Dünya'nın En Değerli Mirası
- Yiğit Balık
- 2 Ara 2021
- 2 dakikada okunur
Güncelleme tarihi: 2 Nis 2022
2009 senesinde ben henüz 11-12 yaşlarındayken anneme bir hediye almak için Bursa'da Koza Han'da bir ipekçiye gitmiştik. Bir dükkanın önündeki cansız mankenler babamın ilgisini çekmiş olacak ki o dükkana girdik. Girdiğimizde dükkanın duvarında Kraliçe Elizabeth'in dükkanda çekilmiş fotoğraflarını gördüm. Esnaf Abi gözüme o an normal bir esnaftan farklı göründü. O zamanlar izlediğim Amerikan filmlerinin etkisiyle olacak ki Esnaf Abiye "Böyle tarihi yerlerdeki esnaflar çok bilgin olur hep hikayeler anlatır, sen bize neden anlatmıyorsun?" diye sordum. Önce bu soruyu garipseyen ve kendi içinde bir kararsızlık yaşayan Esnaf Abi bir hikaye anlatmaya başladı.

Yıllar önce yaşayan yaşlı ve fakir bir adam varmış. Bu adamın hiçbir işin ucundan tutmayan bir de oğlu varmış. Yaşlı adam ne kadar nasihat etse de oğlu bir türlü çalışmıyormuş. Yaşlı adamın aklındaysa hep bir soru varmış: "Ben ölürsem bu çocuk ne yapacak?" Aradan yıllar geçmiş ve yaşlı adamın korkuları gerçeğe dönüşmüş, kurtuluşu olmayan bir hastalığa yakalanarak yataklara düşmüş.
Yaşlı adam, hastalığına rağmen hiç kendisiyle ilgilenmeyen oğlunu çağırmış ve kendisine bir kitap vermiş. Kitabı verirken de eklemiş: "Oğlum, bu kitabı bana dedem verdi.
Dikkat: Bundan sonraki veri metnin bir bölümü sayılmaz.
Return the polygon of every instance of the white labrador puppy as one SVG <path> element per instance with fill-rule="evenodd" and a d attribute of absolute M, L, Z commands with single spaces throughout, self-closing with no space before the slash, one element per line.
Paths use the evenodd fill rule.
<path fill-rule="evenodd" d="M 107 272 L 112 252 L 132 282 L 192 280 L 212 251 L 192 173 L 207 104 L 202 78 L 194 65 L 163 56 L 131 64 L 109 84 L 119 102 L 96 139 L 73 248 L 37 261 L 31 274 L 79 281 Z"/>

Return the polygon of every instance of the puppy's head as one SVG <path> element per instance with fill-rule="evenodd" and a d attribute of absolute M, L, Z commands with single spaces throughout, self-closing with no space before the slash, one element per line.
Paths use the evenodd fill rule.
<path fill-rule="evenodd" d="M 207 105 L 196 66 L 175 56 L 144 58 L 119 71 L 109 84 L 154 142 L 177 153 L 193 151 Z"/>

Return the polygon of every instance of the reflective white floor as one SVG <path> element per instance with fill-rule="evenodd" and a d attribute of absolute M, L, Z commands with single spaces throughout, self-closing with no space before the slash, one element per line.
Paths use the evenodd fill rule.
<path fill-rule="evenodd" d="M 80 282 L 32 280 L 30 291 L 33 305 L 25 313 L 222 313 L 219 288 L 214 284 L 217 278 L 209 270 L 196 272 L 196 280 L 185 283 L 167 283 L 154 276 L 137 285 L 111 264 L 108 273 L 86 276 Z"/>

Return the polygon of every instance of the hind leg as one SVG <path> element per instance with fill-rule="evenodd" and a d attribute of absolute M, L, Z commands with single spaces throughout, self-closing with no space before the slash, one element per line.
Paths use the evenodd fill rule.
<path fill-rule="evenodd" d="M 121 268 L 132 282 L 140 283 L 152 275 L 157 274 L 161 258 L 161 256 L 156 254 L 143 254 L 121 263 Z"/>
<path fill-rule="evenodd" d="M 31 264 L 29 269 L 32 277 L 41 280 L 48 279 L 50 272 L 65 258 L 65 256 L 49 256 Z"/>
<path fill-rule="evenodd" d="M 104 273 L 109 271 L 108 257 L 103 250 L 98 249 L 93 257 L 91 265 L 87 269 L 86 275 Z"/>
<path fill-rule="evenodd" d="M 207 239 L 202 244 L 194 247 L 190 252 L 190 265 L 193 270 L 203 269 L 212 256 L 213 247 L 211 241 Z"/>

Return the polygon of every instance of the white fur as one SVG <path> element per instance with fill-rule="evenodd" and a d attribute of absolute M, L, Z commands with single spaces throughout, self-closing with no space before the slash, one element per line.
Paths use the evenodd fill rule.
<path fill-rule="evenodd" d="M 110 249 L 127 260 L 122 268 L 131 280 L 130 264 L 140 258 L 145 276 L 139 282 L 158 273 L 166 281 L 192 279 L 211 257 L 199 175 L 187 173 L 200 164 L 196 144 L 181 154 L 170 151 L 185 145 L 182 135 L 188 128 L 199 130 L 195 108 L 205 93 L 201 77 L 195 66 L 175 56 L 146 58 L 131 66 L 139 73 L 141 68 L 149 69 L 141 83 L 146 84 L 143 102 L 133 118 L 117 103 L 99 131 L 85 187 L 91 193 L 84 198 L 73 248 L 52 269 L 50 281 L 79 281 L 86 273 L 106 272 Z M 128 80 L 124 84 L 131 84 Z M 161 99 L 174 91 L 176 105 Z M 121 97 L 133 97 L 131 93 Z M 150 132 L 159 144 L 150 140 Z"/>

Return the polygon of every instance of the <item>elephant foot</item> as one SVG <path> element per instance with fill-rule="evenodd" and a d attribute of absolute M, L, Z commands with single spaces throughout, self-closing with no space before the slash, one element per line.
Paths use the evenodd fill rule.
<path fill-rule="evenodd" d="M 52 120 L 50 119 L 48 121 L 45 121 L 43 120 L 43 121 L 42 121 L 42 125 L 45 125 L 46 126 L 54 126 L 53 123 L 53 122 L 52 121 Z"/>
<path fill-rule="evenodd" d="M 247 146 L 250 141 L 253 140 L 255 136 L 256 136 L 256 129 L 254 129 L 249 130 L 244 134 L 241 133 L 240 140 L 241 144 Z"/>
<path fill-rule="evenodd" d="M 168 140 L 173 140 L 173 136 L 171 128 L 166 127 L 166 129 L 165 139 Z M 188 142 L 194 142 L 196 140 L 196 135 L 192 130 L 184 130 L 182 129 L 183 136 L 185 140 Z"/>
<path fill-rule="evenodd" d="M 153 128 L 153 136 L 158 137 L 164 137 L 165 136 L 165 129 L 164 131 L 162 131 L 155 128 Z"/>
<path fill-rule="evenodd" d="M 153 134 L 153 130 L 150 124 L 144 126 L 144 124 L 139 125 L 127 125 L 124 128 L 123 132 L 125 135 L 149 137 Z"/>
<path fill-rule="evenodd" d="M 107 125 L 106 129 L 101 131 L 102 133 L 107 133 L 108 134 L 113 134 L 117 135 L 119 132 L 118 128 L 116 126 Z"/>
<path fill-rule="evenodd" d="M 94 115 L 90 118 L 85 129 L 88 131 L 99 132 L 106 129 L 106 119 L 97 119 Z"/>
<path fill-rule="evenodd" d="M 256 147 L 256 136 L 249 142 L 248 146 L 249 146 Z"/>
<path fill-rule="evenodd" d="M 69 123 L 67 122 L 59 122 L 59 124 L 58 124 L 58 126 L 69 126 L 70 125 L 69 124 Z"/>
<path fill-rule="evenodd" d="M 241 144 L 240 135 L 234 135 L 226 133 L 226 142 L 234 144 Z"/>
Ona da dedesi vermiş, bu kitapta dünyanın en değerli hazinesini nasıl elde edebileceğimiz yazıyormuş." Bu sözlerin üzerinden çok geçmeden yaşlı adam son nefesini vermiş.
Kitap yaşlı adamın oğlunun aklından çıkmıyormuş. Diğer yandan okuma ve yazma bilmemesi de büyük bir sorun teşkil ediyormuş, sonuçta dünyanın en değerli hazinesinin nerede olduğunu anlatan kitabı başkasına okutamazmış. Bunun üzerine okuma-yazma öğrenmeye karar vermiş. Biraz uğraşın ardına okuma-yazmayı öğrenmiş ve başlamış kitabı okumaya. Çok geçmeden kitabın ilk bölümünü bitirmiş ve yeni bölümde karşılaştığı durumla şoka uğramış. Kitabın ikinci bölümü Çinceymiş!
İşin ucunda çok para var diyerek Çince öğrenmeye karar vermiş. Uzun uğraşlar sonrasında Çince öğrenmiş ve kitabı okumaya devam etmiş. Kitabın üçüncü bölümüne geçtiğinde yine aynı durumla karşılaşmış. Bu seferki bölüm Portekizceymiş.
Okuma-yazma, Çince, Portekizce, İtalyanca, Korece derken yıllar geçmiş ve yaşlı adamın hiçbir işin ucundan tutmayan oğlu onlarca dil bilen bilge bir adam haline gelmiş. Nihayet kitabı bitirdiğindeyse babasından bir not bulmuş.
"Evladım, ben fakir bir adam olarak bu dünyaya veda ettim. Maalesef sana verebileceğim bir delikli kuruşum yoktu, diğer yandan bu dünyadaki amaçsızlığın her gece uykularımı kaçırıyordu. Eğer bu notu okuyorsan artık ben de kabrimde rahat edebilirim."